Fasting in the Old Testament (Part 2)

29 Jun

Our fasting quote of encouragement today is from Donald Whitney. He said: “Fasting does not ensure the certainty of receiving clear guidance from God. Rightly practiced, however, it does make us more receptive to the One who loves to guide us.”

Our fasting devotional today is part 2 of our series titled “FASTING IN THE OLD TESTAMENT” from Elmer L. Towns in his book “Fasting for Spiritual Breakthrough”.

Fasting apparently began as a natural expression of grief; however, after time it became customary to reflect or prove one’s grief to others by abstaining from food and/or showing sorrow. David fasted to demonstrate his grief at Abner’s death in 2 Samuel 3:35. Many references in Scripture describe fasting as “afflicting” one’s soul or body according to Isaiah 58:3,5. Fasting came to be practiced as an external means of demonstrating and later encouraging an internal feelng of remorse for sin.

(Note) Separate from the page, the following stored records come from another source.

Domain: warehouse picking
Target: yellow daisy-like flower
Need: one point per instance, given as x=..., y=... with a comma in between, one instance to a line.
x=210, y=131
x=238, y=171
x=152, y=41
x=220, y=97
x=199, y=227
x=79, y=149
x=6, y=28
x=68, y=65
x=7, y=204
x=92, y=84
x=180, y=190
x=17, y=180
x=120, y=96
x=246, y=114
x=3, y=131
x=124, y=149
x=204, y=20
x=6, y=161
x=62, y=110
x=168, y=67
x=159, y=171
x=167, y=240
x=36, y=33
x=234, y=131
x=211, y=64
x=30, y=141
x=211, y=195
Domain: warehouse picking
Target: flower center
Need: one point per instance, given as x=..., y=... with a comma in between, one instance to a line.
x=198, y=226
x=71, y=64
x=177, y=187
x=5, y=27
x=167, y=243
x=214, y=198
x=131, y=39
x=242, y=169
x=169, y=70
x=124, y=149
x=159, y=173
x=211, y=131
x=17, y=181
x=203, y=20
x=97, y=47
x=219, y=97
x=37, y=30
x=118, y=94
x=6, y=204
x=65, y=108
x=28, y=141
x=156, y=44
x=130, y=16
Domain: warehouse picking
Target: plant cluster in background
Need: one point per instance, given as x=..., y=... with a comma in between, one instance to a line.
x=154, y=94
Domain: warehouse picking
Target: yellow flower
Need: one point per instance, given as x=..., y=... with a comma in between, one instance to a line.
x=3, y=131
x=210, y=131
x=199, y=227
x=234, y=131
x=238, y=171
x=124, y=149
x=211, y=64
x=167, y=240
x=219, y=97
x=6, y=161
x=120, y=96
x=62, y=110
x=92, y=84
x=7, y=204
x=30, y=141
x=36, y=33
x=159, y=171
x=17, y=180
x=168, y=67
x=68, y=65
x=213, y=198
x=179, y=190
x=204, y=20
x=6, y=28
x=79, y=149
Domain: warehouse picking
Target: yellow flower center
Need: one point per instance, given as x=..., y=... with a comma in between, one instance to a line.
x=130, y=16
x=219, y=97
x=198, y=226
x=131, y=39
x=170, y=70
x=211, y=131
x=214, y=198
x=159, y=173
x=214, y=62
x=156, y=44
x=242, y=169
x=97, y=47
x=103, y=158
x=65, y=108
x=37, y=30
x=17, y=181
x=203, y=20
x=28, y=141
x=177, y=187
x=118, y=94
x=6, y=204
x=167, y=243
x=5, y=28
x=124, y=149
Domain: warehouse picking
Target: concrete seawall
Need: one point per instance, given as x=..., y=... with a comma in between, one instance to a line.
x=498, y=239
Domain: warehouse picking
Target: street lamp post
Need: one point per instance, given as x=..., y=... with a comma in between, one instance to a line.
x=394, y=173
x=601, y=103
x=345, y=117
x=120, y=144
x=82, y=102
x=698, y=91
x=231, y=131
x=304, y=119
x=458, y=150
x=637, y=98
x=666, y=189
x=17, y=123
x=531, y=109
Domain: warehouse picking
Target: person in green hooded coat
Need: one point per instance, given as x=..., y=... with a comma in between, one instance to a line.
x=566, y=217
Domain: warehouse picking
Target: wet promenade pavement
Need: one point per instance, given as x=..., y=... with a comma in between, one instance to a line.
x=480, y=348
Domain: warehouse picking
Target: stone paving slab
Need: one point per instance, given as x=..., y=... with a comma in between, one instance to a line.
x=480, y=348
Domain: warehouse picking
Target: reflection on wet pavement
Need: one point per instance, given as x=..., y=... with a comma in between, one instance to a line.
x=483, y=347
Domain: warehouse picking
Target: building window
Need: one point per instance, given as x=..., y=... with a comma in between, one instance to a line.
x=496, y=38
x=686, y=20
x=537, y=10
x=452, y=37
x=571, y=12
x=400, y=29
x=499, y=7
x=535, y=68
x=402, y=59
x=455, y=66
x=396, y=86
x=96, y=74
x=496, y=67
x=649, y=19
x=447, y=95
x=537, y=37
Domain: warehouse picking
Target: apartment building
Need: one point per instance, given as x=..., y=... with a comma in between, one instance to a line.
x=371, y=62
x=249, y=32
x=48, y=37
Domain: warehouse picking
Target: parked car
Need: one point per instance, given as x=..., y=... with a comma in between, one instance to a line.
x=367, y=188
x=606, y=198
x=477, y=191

Fasting was a perfectly natural human expression of human grief; therefore, it became a religious custom to placate the anger of God. People began fasting to turn away God’s anger from destroying them. Eventually, fasting became a basis for making one’s petition effective to God. David defended his fasting before the death of his son by Bathsheba, indicating his hope that while the child lived David’s prayer might be answered. When the child died, David promptly ended his fast, denoting that he knew then that neither fasting nor praying could any longer avail.

When God vented His wrath against a nation for its wickedness, fasting became a national mode of seeking divine favor and protection. Therefore, it was only natural that a group of people should associate themselves in confession, fasting, sorrow for sin and intercession to God.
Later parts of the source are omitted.